A look at the impact of COVID-19 on the proportion of theft-related crimes in Vancouver.
A Vancouver Police Deparment vehicle.
This project leverages statistical inference concepts covered in STAT 201, Statistical Inferece at the University of British Columbia. Data processing and analysis is done using the R programming language.
Here's the full abstract!
Abstract This project looks at the impact of the COVID-19 pandemic on theft-related crime in select Vancouver neighborhoods. Inferential techniques are applied to estimate the difference in the proportion of theft crime relative to all crime between 2020 and the mean proportion of the three previous years, 2017 to 2019; we test to see if there has been a statistically significant change in the proportion of theft related crime across individual Vancouver neighborhoods. We anticipated we would find a significant difference in theft related crime overall due to, presumably, the economic hardship induced by the COVID-19 pandemic in 2020; in the end, we instead found that roughly half of all examined neighborhoods saw no statistically significant change in theft related crime; there were neighborhoods that did see a statistically significant change in the proportion of theft-related crime, but this change did not seem to correlate with each neighborhoods' average income, as anticipated.

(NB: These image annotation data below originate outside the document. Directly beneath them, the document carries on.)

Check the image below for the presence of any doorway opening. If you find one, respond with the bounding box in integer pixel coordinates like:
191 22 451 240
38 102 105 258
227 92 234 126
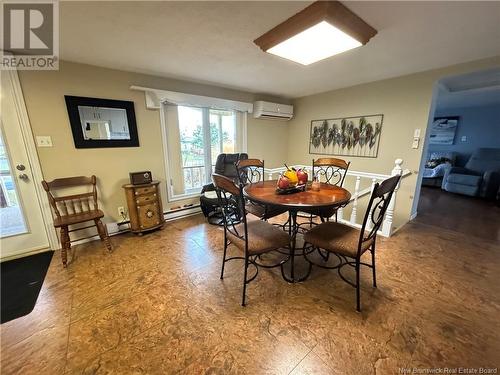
413 68 500 242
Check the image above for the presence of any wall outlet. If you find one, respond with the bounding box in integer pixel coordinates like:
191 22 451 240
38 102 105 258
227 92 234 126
106 223 119 234
36 135 52 147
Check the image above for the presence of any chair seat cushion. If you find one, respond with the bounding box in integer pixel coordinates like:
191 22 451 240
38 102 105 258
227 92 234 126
245 202 287 219
447 173 482 186
54 210 104 228
227 219 290 254
304 221 373 258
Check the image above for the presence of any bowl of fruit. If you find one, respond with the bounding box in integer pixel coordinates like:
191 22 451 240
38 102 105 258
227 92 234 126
276 164 308 194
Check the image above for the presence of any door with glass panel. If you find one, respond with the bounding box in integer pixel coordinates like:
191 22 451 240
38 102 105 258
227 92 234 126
0 72 49 260
166 106 238 199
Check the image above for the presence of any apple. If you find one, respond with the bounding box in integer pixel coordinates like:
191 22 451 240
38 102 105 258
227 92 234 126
278 176 290 189
297 168 309 185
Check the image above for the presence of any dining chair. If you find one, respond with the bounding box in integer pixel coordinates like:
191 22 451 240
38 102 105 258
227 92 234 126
42 176 112 267
212 173 290 306
236 159 287 221
304 175 401 311
304 158 351 225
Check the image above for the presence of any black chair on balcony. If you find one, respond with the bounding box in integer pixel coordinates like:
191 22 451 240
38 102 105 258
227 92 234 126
200 153 248 225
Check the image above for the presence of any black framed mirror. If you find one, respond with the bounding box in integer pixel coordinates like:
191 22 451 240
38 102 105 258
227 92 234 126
64 95 139 148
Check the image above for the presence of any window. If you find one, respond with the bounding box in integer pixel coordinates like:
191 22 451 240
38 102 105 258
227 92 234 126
165 105 242 198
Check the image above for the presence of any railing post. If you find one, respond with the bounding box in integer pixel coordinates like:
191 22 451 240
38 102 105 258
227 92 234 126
337 207 344 222
351 176 361 224
382 159 403 237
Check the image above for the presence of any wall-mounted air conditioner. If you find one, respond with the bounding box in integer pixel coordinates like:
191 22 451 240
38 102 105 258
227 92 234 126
253 100 293 121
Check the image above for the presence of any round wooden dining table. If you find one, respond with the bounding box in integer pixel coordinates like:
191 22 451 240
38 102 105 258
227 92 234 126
243 180 351 282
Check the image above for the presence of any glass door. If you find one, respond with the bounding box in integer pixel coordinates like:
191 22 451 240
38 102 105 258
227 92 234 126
0 129 28 238
0 71 49 261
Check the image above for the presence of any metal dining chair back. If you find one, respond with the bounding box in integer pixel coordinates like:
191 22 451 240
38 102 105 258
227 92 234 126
236 159 264 185
304 158 351 226
358 175 401 251
312 158 351 187
304 175 401 311
236 159 287 220
212 173 290 306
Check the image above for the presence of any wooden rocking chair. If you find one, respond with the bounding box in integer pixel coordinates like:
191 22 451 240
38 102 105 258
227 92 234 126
42 176 112 267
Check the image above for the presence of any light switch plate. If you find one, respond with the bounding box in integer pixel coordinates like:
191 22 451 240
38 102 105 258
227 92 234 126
411 137 420 149
36 135 52 147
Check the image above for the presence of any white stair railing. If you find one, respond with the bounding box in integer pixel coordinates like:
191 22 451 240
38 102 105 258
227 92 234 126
265 159 411 237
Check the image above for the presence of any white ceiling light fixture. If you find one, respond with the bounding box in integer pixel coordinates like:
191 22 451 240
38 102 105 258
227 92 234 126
254 1 377 65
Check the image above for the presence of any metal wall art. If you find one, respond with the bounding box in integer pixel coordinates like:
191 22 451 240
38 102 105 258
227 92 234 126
309 115 384 158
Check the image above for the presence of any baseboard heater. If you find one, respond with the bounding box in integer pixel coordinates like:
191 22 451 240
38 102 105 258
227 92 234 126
73 204 201 245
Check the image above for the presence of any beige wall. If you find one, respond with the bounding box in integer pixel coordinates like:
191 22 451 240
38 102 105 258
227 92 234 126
19 57 500 234
287 57 500 226
19 62 287 222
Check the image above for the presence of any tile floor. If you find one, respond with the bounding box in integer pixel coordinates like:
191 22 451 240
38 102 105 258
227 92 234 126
0 215 500 375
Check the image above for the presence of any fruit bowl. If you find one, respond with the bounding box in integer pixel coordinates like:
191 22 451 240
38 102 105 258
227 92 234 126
276 184 306 195
276 164 307 194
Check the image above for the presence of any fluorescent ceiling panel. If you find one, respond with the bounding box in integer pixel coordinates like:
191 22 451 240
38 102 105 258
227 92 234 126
266 21 362 65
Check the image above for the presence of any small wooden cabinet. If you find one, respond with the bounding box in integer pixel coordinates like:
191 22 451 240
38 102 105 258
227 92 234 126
123 181 165 234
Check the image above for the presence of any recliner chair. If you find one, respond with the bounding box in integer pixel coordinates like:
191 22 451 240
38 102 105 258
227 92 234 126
442 148 500 199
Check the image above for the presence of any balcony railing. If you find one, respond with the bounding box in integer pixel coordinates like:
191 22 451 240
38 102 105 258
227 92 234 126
182 165 206 192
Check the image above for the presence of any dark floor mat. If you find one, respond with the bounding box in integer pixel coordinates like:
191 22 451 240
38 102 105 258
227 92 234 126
0 251 54 323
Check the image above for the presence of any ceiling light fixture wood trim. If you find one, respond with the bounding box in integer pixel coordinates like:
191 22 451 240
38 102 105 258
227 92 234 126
254 1 377 63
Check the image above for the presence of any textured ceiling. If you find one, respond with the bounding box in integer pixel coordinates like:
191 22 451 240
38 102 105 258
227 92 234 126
437 68 500 109
60 1 500 98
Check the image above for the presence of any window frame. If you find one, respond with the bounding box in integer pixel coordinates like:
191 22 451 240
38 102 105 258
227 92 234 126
160 103 247 202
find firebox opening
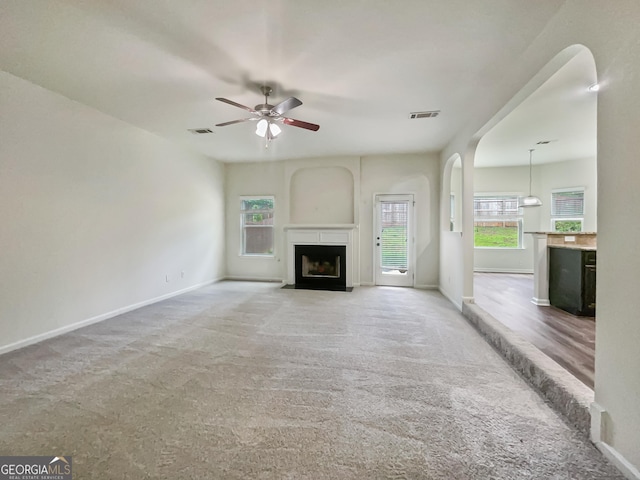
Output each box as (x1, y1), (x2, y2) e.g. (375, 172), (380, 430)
(302, 255), (340, 278)
(295, 245), (347, 291)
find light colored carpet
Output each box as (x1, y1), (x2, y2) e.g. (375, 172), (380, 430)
(0, 282), (623, 480)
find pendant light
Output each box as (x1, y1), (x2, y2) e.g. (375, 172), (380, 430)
(520, 148), (542, 207)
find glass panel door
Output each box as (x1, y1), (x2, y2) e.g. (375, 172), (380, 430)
(375, 195), (414, 287)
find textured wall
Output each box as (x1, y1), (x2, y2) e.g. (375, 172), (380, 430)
(0, 72), (224, 349)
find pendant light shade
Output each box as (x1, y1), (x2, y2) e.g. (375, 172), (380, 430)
(520, 148), (542, 207)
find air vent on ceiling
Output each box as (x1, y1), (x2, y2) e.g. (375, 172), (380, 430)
(409, 110), (440, 119)
(189, 128), (213, 135)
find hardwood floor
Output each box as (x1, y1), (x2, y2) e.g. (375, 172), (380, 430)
(474, 273), (596, 388)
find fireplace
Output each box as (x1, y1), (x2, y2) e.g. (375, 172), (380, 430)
(294, 245), (347, 291)
(284, 224), (356, 292)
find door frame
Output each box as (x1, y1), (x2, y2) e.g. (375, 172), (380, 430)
(371, 192), (416, 288)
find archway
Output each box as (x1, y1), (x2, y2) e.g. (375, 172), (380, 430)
(469, 45), (597, 388)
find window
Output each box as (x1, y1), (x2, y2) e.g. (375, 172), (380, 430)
(240, 197), (274, 255)
(551, 188), (584, 232)
(473, 195), (522, 248)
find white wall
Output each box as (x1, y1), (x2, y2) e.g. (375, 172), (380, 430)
(536, 157), (598, 232)
(474, 158), (597, 273)
(360, 153), (440, 288)
(0, 72), (224, 351)
(225, 154), (439, 287)
(441, 0), (640, 472)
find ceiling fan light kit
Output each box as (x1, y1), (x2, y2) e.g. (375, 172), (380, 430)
(216, 85), (320, 147)
(520, 148), (542, 207)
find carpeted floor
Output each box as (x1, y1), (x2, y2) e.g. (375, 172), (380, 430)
(0, 282), (623, 480)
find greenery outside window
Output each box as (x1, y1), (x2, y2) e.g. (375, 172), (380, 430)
(551, 188), (584, 232)
(473, 195), (522, 248)
(240, 196), (274, 256)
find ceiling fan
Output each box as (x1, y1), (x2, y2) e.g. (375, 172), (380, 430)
(216, 85), (320, 144)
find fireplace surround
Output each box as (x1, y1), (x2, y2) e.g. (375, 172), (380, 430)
(285, 224), (355, 291)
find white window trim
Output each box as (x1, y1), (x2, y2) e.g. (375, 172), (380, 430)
(238, 195), (277, 258)
(549, 187), (586, 233)
(473, 192), (524, 252)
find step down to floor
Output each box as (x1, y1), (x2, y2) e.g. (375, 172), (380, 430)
(462, 303), (593, 438)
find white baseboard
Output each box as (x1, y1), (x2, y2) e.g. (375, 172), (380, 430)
(589, 402), (640, 480)
(531, 297), (551, 307)
(438, 286), (462, 311)
(224, 275), (287, 283)
(0, 278), (222, 355)
(473, 268), (533, 273)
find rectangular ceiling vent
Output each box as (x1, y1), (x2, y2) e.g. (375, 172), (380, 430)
(189, 128), (213, 135)
(409, 110), (440, 119)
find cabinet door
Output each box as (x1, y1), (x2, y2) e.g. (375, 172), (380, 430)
(581, 265), (596, 317)
(549, 247), (582, 315)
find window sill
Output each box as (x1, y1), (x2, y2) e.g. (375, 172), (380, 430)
(473, 247), (526, 252)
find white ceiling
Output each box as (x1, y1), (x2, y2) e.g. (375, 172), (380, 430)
(474, 49), (597, 167)
(0, 0), (595, 164)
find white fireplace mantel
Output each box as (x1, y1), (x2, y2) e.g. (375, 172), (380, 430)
(284, 224), (357, 287)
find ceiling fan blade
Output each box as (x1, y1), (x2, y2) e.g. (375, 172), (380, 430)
(283, 118), (320, 132)
(216, 118), (251, 127)
(216, 97), (255, 112)
(271, 97), (302, 115)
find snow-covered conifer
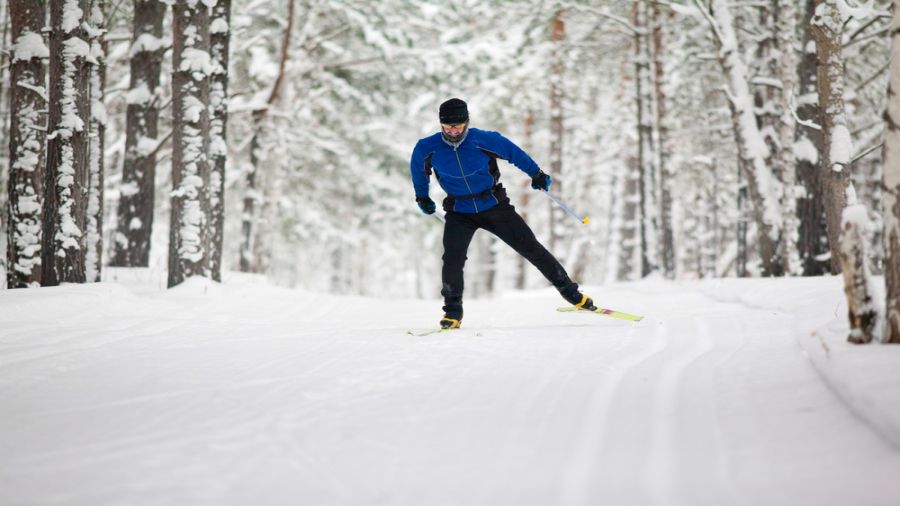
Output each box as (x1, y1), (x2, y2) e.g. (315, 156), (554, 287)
(209, 0), (231, 281)
(168, 0), (215, 287)
(41, 0), (93, 286)
(110, 0), (172, 267)
(85, 0), (107, 281)
(881, 0), (900, 344)
(6, 0), (49, 288)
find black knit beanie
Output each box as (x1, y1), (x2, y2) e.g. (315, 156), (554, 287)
(439, 98), (469, 125)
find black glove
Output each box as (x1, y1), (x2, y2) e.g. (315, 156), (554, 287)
(531, 170), (553, 191)
(416, 196), (437, 214)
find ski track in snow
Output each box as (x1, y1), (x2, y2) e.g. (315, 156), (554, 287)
(0, 283), (900, 506)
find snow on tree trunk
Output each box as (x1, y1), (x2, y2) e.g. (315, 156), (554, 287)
(209, 0), (231, 281)
(794, 0), (830, 276)
(169, 0), (213, 287)
(110, 0), (172, 267)
(840, 190), (878, 344)
(514, 109), (534, 290)
(85, 0), (107, 281)
(238, 111), (266, 273)
(6, 0), (49, 288)
(41, 0), (92, 286)
(238, 1), (296, 273)
(712, 0), (781, 276)
(548, 10), (566, 252)
(773, 0), (802, 276)
(881, 0), (900, 343)
(633, 2), (659, 277)
(650, 3), (675, 279)
(811, 0), (853, 272)
(613, 156), (641, 281)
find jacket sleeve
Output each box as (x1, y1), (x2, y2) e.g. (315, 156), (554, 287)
(487, 132), (541, 177)
(409, 141), (429, 197)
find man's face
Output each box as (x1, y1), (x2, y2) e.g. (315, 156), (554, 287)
(441, 123), (466, 139)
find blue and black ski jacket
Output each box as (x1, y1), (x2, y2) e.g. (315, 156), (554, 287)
(410, 128), (540, 213)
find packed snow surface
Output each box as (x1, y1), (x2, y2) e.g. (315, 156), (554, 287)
(0, 270), (900, 506)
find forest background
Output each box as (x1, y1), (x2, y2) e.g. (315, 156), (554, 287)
(0, 0), (900, 341)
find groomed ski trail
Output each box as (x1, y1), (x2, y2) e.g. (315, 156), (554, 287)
(0, 283), (900, 506)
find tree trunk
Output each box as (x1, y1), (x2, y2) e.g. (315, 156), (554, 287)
(811, 0), (852, 272)
(634, 2), (658, 277)
(773, 0), (801, 275)
(209, 0), (231, 281)
(169, 2), (212, 288)
(515, 109), (534, 290)
(41, 0), (90, 286)
(839, 192), (878, 344)
(712, 0), (781, 276)
(6, 0), (49, 288)
(110, 0), (171, 267)
(650, 3), (675, 279)
(616, 157), (641, 281)
(794, 0), (831, 276)
(881, 0), (900, 343)
(85, 0), (107, 282)
(238, 0), (295, 273)
(549, 10), (566, 252)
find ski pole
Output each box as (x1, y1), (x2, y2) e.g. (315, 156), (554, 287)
(542, 190), (590, 225)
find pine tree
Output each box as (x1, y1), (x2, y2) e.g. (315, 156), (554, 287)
(209, 0), (231, 281)
(85, 0), (107, 282)
(110, 0), (171, 267)
(41, 0), (92, 286)
(6, 0), (49, 288)
(881, 0), (900, 344)
(168, 0), (213, 287)
(705, 0), (781, 276)
(794, 0), (831, 276)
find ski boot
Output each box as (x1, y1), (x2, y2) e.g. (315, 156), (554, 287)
(441, 313), (462, 330)
(575, 294), (597, 311)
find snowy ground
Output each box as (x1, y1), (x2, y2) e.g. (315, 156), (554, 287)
(0, 271), (900, 506)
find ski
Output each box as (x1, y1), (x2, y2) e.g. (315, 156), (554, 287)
(406, 328), (459, 337)
(556, 306), (644, 322)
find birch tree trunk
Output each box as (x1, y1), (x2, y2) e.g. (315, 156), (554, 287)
(616, 157), (641, 281)
(110, 0), (171, 267)
(549, 10), (566, 252)
(811, 0), (852, 272)
(794, 0), (830, 276)
(634, 2), (659, 277)
(650, 3), (675, 279)
(515, 109), (534, 290)
(881, 0), (900, 343)
(169, 0), (212, 288)
(41, 0), (90, 286)
(812, 0), (876, 343)
(839, 190), (878, 344)
(774, 0), (801, 276)
(209, 0), (231, 281)
(6, 0), (49, 288)
(85, 0), (107, 282)
(238, 0), (296, 273)
(712, 0), (781, 276)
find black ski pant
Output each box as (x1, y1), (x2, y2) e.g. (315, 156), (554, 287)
(441, 201), (581, 319)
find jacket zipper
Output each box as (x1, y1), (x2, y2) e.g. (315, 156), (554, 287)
(453, 146), (478, 213)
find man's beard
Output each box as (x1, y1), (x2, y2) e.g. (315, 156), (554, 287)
(441, 124), (469, 144)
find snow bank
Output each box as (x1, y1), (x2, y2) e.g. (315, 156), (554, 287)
(704, 276), (900, 448)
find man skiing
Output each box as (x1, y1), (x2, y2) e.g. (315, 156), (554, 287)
(410, 98), (596, 329)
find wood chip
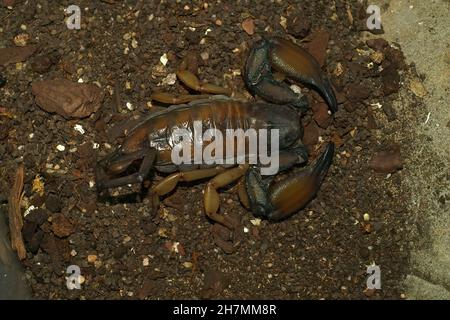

This project was authored by Michael DeMarco (@michaelfromyeg), Adam Mitha (@adammitha), Acky Xu (@ackyxu), and Icy Xu (@icyxxl).
To run the source code, install Jupyter, R, and the R kernel for Jupyter. Exact steps will vary based on your system.
Once you have the notebook running (i.e., code/project-final.ipynb
is up), make sure to uncomment the first cell and install all needed packages.
This project is largely "as-is," but if you happen to come across any issues or typos, feel free to open an issue.